We use metrics to drive pretty much everything, we’ve launched features and five days later we pulled them back because the metrics were showing that they weren’t working.It’s a good mix between the quality stuff and the users coming straight to you… we spend as much time developing the product as we do the metrics behind the product to let us know if we’re building the right thing or the wrong thing.
The startup has also found itself becoming one of the first apps globally to get Android Wear integration, Google’s smartwatch offering. The swipe-based smartwatch only provides two main functions for Soundwave: telling you what song you’re listening to and the option to tweet it.

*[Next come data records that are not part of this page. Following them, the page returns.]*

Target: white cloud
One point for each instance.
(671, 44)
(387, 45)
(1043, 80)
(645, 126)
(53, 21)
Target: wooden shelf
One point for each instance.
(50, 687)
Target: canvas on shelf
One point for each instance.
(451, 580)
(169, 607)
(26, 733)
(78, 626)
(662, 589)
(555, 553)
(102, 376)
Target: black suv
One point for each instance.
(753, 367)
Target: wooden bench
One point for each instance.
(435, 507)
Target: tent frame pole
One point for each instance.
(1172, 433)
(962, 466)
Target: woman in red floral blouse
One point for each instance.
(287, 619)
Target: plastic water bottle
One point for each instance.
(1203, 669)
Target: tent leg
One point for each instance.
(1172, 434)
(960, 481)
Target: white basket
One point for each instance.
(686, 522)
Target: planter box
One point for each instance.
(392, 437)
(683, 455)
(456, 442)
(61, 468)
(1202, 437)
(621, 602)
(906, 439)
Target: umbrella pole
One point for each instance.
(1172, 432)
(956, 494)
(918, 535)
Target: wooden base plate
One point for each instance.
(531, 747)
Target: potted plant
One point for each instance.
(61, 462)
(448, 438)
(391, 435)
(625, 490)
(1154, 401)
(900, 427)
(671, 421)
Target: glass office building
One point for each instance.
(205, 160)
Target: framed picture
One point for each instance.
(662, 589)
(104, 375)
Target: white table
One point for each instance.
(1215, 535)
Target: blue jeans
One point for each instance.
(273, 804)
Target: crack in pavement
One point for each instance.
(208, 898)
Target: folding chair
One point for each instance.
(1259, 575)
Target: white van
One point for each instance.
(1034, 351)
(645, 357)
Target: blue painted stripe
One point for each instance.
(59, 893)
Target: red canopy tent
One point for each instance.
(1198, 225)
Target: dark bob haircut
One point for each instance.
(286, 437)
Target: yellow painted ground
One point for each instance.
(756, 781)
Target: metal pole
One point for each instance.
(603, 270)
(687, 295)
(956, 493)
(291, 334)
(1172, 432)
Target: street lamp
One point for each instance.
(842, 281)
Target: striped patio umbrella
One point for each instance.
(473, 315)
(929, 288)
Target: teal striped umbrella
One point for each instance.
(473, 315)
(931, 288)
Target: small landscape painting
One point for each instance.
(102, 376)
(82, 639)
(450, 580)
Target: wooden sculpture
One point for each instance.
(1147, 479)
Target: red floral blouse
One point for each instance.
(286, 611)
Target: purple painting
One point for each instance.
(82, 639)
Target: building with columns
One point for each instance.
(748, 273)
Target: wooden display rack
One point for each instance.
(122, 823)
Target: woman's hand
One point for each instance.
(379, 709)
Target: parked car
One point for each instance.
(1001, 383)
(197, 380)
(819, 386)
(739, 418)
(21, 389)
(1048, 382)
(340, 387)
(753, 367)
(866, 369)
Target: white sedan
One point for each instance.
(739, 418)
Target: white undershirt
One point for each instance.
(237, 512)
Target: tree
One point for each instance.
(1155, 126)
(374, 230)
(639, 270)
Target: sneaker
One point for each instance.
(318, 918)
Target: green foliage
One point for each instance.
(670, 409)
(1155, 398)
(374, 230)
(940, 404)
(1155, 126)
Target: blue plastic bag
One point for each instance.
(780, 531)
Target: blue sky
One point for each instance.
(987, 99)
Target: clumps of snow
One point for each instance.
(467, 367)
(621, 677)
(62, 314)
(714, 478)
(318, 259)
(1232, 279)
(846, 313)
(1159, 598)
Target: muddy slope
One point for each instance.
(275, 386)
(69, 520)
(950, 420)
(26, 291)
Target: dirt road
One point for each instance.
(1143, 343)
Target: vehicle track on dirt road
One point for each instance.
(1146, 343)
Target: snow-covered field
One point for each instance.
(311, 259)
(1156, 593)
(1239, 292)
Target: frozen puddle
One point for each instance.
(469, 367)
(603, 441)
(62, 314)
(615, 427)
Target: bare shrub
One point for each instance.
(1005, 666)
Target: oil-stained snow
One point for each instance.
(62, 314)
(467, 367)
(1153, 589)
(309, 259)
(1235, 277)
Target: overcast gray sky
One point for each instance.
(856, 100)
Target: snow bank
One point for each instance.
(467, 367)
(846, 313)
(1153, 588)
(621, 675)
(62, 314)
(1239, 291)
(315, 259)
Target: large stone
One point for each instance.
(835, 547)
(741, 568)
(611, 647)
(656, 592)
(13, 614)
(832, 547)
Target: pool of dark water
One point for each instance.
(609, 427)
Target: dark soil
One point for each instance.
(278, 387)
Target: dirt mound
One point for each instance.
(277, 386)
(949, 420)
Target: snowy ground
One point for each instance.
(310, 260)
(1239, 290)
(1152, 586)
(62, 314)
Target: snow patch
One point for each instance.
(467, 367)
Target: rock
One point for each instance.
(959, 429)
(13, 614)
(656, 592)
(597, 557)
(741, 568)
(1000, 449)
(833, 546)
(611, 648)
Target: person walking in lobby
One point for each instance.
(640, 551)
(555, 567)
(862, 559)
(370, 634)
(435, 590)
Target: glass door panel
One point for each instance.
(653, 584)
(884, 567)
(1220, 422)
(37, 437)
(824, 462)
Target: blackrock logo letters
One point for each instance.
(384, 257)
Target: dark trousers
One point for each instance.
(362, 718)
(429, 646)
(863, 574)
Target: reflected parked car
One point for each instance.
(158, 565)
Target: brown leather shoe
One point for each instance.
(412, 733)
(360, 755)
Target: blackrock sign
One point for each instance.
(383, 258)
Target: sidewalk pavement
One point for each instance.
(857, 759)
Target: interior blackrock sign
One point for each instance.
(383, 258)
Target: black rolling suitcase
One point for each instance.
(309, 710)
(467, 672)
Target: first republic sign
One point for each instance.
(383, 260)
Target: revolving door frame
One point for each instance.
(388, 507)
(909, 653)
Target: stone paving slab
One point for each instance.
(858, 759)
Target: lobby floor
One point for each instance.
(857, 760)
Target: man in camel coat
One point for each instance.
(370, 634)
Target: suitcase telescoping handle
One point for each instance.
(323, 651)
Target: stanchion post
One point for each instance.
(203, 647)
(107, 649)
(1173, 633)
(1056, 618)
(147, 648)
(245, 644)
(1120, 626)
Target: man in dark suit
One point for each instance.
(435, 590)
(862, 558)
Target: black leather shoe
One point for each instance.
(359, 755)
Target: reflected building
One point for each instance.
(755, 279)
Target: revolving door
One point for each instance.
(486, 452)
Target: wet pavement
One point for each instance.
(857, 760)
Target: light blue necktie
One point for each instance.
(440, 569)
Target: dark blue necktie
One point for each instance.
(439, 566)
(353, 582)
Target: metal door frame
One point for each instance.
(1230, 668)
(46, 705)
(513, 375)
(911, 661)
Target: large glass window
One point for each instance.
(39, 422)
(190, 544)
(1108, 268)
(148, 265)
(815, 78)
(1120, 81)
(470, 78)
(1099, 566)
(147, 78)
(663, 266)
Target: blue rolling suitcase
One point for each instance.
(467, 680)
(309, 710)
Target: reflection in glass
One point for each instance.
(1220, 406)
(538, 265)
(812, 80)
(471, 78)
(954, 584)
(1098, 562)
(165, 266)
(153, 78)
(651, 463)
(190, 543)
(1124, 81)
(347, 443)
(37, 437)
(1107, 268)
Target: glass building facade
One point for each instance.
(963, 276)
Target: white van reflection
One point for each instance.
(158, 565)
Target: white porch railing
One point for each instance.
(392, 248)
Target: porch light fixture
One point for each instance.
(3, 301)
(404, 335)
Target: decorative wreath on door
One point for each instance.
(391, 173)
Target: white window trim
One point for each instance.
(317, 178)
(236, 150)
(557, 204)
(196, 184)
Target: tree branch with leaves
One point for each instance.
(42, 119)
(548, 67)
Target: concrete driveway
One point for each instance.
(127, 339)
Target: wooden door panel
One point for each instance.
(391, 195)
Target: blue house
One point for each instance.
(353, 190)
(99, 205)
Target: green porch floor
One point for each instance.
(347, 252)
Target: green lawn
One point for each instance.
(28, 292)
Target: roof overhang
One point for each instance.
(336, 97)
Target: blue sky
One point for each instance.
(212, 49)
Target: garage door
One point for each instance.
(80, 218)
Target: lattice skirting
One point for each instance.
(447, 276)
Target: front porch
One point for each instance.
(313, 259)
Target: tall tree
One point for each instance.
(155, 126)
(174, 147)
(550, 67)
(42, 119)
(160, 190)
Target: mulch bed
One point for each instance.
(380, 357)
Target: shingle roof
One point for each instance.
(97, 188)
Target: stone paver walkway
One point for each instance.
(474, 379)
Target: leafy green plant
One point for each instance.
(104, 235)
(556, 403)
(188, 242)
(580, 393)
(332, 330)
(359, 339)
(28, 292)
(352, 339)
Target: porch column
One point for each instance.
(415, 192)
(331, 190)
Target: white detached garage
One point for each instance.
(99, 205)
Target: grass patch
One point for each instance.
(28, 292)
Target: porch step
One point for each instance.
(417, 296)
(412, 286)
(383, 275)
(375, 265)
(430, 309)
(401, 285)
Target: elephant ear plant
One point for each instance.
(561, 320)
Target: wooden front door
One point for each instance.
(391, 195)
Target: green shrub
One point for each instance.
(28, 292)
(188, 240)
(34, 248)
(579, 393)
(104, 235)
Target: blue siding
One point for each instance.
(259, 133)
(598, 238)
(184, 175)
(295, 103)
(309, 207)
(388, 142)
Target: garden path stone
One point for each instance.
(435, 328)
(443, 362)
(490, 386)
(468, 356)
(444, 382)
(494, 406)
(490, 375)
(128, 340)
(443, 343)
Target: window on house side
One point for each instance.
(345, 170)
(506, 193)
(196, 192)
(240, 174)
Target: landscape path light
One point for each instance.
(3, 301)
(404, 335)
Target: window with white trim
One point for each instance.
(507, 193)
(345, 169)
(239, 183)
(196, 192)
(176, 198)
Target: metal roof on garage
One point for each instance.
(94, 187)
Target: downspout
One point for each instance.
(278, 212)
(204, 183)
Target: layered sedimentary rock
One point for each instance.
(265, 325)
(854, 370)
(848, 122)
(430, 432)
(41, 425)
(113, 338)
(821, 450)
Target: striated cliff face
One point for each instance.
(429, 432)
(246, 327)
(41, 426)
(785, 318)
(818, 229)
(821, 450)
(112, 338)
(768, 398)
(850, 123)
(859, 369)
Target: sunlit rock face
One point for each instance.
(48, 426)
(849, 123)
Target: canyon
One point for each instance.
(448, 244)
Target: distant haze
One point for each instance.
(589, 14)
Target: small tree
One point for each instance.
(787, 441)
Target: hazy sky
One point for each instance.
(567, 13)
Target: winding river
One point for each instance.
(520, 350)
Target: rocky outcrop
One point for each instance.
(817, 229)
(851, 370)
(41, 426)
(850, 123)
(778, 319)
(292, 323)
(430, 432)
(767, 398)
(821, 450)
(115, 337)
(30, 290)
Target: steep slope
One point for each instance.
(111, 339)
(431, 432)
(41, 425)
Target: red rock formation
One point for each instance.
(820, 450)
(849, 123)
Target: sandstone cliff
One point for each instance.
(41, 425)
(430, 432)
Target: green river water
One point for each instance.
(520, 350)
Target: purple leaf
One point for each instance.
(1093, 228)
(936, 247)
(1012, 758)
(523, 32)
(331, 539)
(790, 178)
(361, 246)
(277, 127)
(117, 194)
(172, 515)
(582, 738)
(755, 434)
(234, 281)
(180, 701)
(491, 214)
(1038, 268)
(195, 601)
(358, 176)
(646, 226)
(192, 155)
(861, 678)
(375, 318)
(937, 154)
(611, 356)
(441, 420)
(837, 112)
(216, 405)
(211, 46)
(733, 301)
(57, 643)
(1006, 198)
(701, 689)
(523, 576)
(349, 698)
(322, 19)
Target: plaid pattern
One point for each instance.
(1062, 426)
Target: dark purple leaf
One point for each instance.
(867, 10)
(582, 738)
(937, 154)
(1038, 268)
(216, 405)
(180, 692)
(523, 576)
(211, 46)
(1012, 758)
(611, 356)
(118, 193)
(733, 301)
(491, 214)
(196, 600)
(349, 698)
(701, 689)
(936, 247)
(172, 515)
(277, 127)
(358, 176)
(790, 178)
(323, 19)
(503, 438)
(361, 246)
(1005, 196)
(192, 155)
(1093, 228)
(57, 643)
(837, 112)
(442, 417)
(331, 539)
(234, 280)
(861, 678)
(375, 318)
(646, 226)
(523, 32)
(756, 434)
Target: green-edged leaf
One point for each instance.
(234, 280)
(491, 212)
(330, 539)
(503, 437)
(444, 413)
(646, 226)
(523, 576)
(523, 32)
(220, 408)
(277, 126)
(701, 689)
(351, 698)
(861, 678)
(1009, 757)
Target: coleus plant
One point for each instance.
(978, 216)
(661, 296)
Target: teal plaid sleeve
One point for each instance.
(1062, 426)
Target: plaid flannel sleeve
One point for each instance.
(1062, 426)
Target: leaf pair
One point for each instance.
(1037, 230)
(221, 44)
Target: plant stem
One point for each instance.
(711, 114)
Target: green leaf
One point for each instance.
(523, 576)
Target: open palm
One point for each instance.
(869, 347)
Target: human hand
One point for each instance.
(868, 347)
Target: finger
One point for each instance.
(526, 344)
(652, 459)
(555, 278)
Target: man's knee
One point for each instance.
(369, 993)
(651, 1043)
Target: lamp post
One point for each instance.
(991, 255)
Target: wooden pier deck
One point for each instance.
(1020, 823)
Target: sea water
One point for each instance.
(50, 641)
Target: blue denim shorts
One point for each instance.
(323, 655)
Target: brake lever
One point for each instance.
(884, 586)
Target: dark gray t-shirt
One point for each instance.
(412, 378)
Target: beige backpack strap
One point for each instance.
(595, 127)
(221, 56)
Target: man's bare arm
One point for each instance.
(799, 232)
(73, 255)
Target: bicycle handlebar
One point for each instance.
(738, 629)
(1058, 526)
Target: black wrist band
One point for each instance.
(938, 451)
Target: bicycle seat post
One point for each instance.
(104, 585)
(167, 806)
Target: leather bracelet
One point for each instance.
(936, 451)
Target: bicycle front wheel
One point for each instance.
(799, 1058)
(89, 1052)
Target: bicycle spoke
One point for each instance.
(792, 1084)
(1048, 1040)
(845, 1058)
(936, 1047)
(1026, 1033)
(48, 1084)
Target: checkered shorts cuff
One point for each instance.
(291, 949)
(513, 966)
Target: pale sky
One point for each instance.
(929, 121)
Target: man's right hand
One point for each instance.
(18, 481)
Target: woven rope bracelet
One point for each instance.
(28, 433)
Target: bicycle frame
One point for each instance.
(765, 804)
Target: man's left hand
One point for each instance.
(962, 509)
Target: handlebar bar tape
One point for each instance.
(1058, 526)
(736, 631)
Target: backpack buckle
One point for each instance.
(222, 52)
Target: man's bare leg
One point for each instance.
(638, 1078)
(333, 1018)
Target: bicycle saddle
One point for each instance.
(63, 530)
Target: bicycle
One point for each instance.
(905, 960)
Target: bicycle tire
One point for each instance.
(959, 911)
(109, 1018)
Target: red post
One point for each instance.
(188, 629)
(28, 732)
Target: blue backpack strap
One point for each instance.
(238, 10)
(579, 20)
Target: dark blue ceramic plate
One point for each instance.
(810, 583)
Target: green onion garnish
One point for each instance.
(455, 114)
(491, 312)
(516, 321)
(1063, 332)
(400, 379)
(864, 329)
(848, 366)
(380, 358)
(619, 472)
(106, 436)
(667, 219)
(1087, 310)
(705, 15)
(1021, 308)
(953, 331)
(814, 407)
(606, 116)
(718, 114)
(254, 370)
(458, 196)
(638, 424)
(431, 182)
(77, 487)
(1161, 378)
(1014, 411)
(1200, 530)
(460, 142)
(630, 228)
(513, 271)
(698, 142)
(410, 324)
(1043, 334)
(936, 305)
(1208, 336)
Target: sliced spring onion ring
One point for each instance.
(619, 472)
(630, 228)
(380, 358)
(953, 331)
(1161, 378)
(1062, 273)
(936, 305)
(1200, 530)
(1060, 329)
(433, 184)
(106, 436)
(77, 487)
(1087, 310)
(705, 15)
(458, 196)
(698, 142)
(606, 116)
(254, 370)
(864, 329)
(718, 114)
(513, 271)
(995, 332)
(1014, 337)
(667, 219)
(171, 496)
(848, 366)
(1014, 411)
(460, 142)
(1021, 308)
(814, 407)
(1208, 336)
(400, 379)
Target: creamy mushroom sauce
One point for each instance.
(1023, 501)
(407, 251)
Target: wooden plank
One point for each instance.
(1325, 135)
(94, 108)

If this sounds simplistic, that’s the point. Reducing the functionality of an app to its most minimal is the only way such an experience can be replicated, and having that early experience with Android Wear could be replicated if competitors like Apple enter the wearables market.
While the buildup to Soundwave’s update was heavily focused around current users, the goal for now is to grow that userbase globally.
When asked about the potential for the app to introduce a business model within the next year, Sinley says they’re “always keeping the business end at the back of our minds.” What shape that takes isn’t entirely clear, but the data it’s accumulated on habits like location and music tastes certainly be useful for those companies specialising in the market.
For now, the team hope this update will be a product that’s accessible to everyone globally and help it become the dominant player in music discovery. Once that is achieved, then looking into the commercial and business side is possible.
“We’ve pockets of people using the app all over the world, and we want to continue on and move from one million to ten million… It comes down to having a goal and a path and trying to stick to it.If you look at where we were twelve months ago, we just launched. Now we’ve over a million [users] and… at the moment, our goal is to win the space. If you want to share music with somebody, Soundwave needs to come to mind.